I am invested in WM--and love many of their resorts and much of their system.  But, recently I was in Las Vegas, and was recruited to have my car rental paid for to attend a "presentation" (no WM mentioned--but I recognized the area)--this was a bargain car rental place (which I would never use again), and seemed VERY sleazy.  I have also seen WM advertise at large amusement parks, smokey restaraunts, etc.  With all it has to offer, why is the advertising going so low??  It's embarrassing.


----------



## PA- (Oct 30, 2006)

lyoder said:
			
		

> I am invested in WM--and love many of their resorts and much of their system.  But, recently I was in Las Vegas, and was recruited to have my car rental paid for to attend a "presentation" (no WM mentioned--but I recognized the area)--this was a bargain car rental place (which I would never use again), and seemed VERY sleazy.  I have also seen WM advertise at large amusement parks, smokey restaraunts, etc.  With all it has to offer, why is the advertising going so low??  It's embarrassing.

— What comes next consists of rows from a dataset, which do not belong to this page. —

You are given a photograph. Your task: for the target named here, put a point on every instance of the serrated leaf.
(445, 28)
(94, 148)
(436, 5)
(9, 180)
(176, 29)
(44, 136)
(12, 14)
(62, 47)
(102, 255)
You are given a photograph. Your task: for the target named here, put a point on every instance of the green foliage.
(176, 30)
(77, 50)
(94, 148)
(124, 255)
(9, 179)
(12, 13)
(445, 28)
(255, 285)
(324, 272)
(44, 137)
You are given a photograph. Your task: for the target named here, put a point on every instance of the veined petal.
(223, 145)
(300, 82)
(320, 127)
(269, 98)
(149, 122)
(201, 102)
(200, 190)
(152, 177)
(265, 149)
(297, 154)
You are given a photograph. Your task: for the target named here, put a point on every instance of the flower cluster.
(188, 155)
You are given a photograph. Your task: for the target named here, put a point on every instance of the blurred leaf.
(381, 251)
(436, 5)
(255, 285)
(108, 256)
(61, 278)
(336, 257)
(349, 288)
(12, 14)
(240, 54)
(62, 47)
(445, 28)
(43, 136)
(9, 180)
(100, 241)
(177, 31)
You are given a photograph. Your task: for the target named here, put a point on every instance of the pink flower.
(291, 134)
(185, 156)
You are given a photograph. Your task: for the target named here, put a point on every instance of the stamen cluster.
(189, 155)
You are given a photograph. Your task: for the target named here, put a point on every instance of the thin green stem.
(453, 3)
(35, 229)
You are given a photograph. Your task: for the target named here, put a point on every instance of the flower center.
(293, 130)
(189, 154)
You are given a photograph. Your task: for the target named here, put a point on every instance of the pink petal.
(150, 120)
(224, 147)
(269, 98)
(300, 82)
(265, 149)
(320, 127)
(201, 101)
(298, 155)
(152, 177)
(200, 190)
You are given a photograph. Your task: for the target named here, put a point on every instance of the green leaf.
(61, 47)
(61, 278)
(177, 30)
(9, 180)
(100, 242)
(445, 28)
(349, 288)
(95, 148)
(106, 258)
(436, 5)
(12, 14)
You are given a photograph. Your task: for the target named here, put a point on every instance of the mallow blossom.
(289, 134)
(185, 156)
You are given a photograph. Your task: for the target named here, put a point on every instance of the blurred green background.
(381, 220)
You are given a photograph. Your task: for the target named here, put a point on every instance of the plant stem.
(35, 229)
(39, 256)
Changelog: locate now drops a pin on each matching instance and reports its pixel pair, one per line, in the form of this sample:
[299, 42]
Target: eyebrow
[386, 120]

Trendwest, the management and development company for Worldmark, was folded into Wyndhamvo, which is run by the executive that formerly ran Fairfield.

Are you familiar with Fairfield, their service level, and their aggressive sales tactics, or do you need further explanation?


----------



## loosefeet (Oct 30, 2006)

I'm not familiar with Fairfield, but now am by association.  I purchased resale after debating about options here on TUG--and generally have been happy.  However, now that I get the exposure to the sales happening in the public, I'm truly embarrassed.  There is no way I could get others (friends and family)interested when they get exposed to what's happening with the marketing--they seem to think I'm a fool for participating in such a group, and I often have to defend my decision to purchase WM.  I really wonder how many folks the marketing has turned off--I know I am.


----------



## spatenfloot (Oct 30, 2006)

Just about all timeshare salespeople are the same, except for maybe DVC. I think it would actually be much easier to sell the product if they didn't alienate so many potential customers, thus lowering the marketing expenses and the cost.


----------



## Fern Modena (Oct 30, 2006)

I don't know why you are more embarrassed now that ever before.  I guess it is that you _just didn't know_, and now its been flung in your face.  When I lived in California (and I've been gone three years already), Worldmark had a "drawing box" in my local Little Cesar's Pizza.  You know, a "win a car or a vacation" thing.  It was to get leads for tours.  

Fern


----------



## kewanee (Oct 30, 2006)

Fern Modena said:
			
		

> I don't know why you are more embarrassed now that ever before.  I guess it is that you _just didn't know_, and now its been flung in your face.  When I lived in California (and I've been gone three years already), Worldmark had a "drawing box" in my local Little Cesar's Pizza.  You know, a "win a car or a vacation" thing.  It was to get leads for tours.
> 
> Fern


There's still one in our Del Taco and its been there for years.  Someone must come in and pick up the entry forms!


----------



## GreenMum (Oct 31, 2006)

*Don't worry, be happy*

WorldMark is not going anywhere.  Not with as many resorts as they own, in fact, they will just get larger.  They advertise everywhere, yes, but I suppose that is keeping with the idea of making vacations available to everyone at affordable prices.  That's what it did for my family.  Really nice vacations for much less than we'd pay otherwise---I love having a kitchen & family room when we vacation.:whoopie:


----------



## easyrider (Nov 2, 2006)

*worldmark*

We really enjoy the Worldmark resort system and havent noticed any timeshare soliciters any where in Washinghton and Oregon. We use bonus time and stay in beautiful fully loaded  1 bed condos for about $45.00 a nite in gourgeous areas that we can drive to. It seems to be the best timeshare that we or any of our friends own.


----------